For the present decade, Sorey assembled a new trio, with pianist Aaron
Diehl and bassist Matt Brewer. The main focus is now on the jazz idiom, but
Sorey’s engagement with the classical tradition is still felt, even if in
the subtlest of ways. Take, for instance, the spellbinding slow motion
version of “Angel Eyes” featured in their previous album,
Continuing
(2023): surely, such extreme choices of tempo, with the aim of yielding
revelatory results, are a more common practice within classical music
performance. (In a way, Sorey’s approach stands to certain standards
somewhat as Celibidache’s stands to Bruckner symphonies. But: somehow, the
music never drags.)
Released a year later, the trio’s latest album,
The Susceptible Now, this time with Harish Raghavan on bass, follows up on Continuing
’s distinctive sprawling approach. Some of its tracks are now even longer
(up to over 26 minutes) and, while the tempi are not always as slow, the
general mood is still an unhurried, immersive one. Diehl is as key to this
group as Smythe was to the former, displaying both tremendous swing and
something of a classical refinement – his gorgeous introduction to “A Chair
in the Sky” (from Joni Mitchell’s Mingus) being a case in point.
As solid a jazz bassist as any these days, Raghavan attends to Sorey’s
conception to the nth degree, grooving effortlessly throughout extended
periods. And Sorey’s drumming is itself a marvel, taking on genuine
orchestration and conducting functions, constantly propelling the music
forward, no matter the given tempo or dynamics, and with as deep a pocket
as one can think of. Overall, the trio operates at a remarkable level of
finesse, making this (nearly 80-minute long) album a delight to listen to
from start to finish.
Anyway, the crux of the matter, to me, lies in Sorey’s distinctive handling
of form, which struck me as partly indepted to a classical compositional
sense.
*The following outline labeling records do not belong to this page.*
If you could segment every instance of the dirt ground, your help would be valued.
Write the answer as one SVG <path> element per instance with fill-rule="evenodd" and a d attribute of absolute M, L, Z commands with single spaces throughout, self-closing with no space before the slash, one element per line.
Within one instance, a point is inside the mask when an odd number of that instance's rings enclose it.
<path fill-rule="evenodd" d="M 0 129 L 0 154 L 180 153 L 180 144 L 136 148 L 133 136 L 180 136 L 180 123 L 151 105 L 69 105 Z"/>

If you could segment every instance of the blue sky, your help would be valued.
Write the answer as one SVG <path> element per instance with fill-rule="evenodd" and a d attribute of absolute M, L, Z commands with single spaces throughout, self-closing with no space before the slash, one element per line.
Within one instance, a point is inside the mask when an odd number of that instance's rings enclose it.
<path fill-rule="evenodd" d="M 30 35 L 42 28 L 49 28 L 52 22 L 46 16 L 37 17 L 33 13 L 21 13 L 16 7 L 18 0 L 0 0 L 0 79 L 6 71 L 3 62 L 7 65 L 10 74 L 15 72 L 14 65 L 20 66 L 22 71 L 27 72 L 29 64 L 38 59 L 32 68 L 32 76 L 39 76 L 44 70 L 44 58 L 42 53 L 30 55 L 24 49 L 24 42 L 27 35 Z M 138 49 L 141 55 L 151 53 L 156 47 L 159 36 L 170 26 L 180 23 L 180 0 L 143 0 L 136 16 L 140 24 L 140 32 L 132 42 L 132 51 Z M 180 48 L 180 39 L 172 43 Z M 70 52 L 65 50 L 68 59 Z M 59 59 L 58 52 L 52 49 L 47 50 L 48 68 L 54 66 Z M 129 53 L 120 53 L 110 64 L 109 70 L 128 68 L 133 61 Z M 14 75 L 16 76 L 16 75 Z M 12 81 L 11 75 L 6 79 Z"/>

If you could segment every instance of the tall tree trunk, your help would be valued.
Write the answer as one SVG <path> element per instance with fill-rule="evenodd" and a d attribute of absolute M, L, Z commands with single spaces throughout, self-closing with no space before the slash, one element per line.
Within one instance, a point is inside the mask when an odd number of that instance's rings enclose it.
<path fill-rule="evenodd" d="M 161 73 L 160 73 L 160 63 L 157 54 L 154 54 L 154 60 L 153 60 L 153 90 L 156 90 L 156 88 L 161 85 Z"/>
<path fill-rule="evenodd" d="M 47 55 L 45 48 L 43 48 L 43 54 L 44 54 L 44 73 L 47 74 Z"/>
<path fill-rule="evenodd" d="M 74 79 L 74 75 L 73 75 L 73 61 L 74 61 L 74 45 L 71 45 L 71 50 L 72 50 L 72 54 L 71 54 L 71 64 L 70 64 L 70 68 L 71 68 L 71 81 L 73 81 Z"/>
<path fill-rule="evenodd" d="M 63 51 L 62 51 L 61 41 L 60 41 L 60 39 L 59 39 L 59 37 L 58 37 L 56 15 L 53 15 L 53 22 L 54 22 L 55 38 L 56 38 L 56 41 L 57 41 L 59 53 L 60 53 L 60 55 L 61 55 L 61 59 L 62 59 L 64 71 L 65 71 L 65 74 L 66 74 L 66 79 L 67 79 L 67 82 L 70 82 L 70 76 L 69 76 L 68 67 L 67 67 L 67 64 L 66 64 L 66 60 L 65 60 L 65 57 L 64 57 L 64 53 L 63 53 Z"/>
Namely, he arranges the selected tunes (drawn from jazz and other
kinds of groove-oriented music, such as R&B) into
a four-movement suite
of monumental proportions, with each track smoothly transitioning into the
next, without breaks. And, for instance, when taken in the context of the
album as a whole, the more fast-paced, celebratory closer (Brad Mehldau’s
“Bealtine”, from House on the Hill) acquires something of a
symphonic finale feel.
In sum, while his chamber trio brought classical content to what had
originally been a jazz configuration, his jazz trio gives a broadly
classical form to groove-oriented content, the two trios thus amounting to
two (complementary) sides of a single, unified artistic practice.